Pokies reform faces a last minute challenge. Photo: Josh Robenstone
THE government's long-awaited poker machines reforms are facing a last minute challenge from the crossbench, with a push to give pokies venues longer to comply with rules designed to curb problem gambling.
The reforms would require venues with more than 20 machines to have voluntary precommitment on all its machines from 2016, with smaller venues given longer.
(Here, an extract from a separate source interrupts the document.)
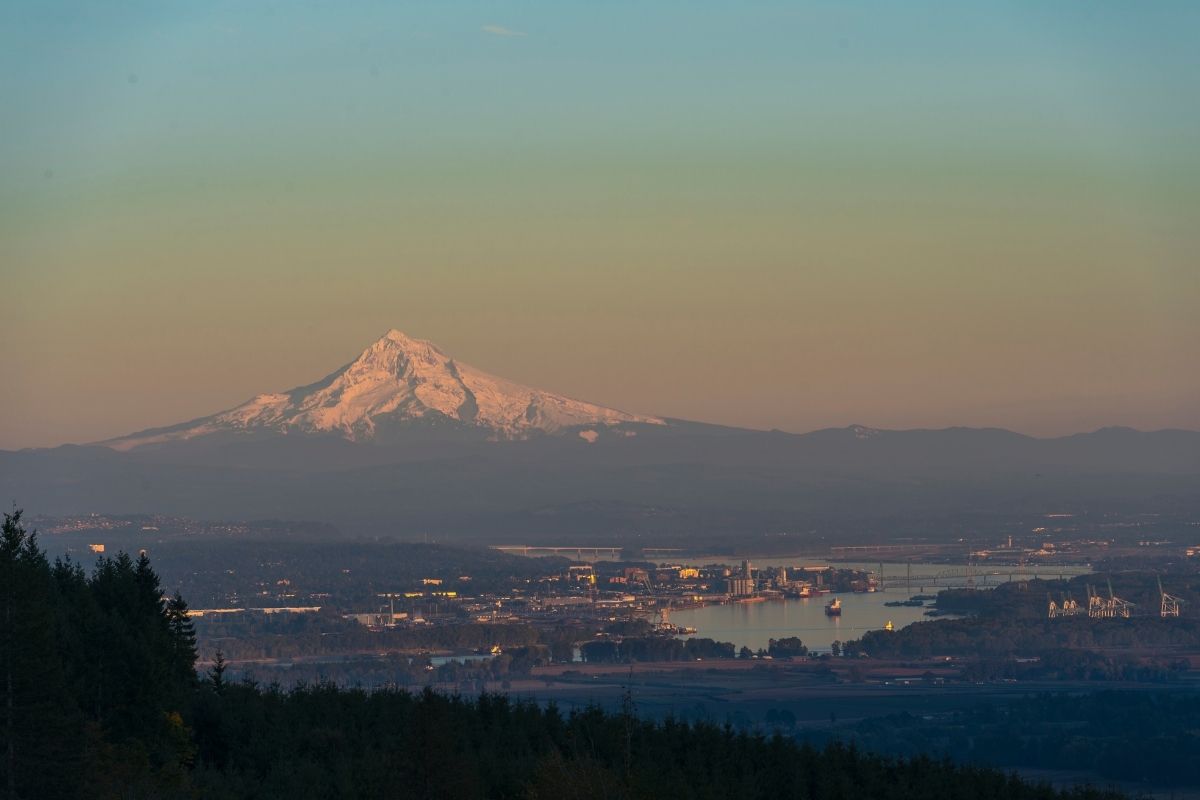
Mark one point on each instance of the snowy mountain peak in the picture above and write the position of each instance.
(397, 382)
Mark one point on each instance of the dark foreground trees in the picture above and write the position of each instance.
(101, 701)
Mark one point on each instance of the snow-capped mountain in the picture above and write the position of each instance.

There would also be a $250 ATM withdrawal limit in gaming venues.
The industry has argued that deadlines are too hard and too expensive to meet.
Fairfax Media understands independent MP Craig Thomson is seeking meetings with the government and opposition to discuss amendments, that includes a plan to remove rules to make all machines ''mandatory ready'' – forcing punters to set limits.
Those amendments would almost certainly anger the Greens and Tasmanian independent MP Andrew Wilkie who have reluctantly agreed to back the reforms.
Mr Thomson's other amendments would also require venues, with 11 or more pokies, to have just 20 per cent of their machines adapted to precommitment technology by 2016, with every machine to have the system by 2022.
ATM withdrawal limits would only apply 12 months after the law was given Royal Assent, not next May as planned.
The proposed amendments would also mean ATMs were exempt from withdrawal limits if the machines offered self-exclusion for punters, a system where people could lock themselves out of an ATM.
Mr Thomson, and others have expressed concern, that the current bill is too costly for smaller clubs to comply with.
Clubs Australia executive director Anthony Ball says the majority of clubs simply do not have the financial capacity to switch to voluntary pre-commitment by 2016.
The Coalition is yet to decide its position on the government's bill and will discuss it at Tuesday morning's party room meeting.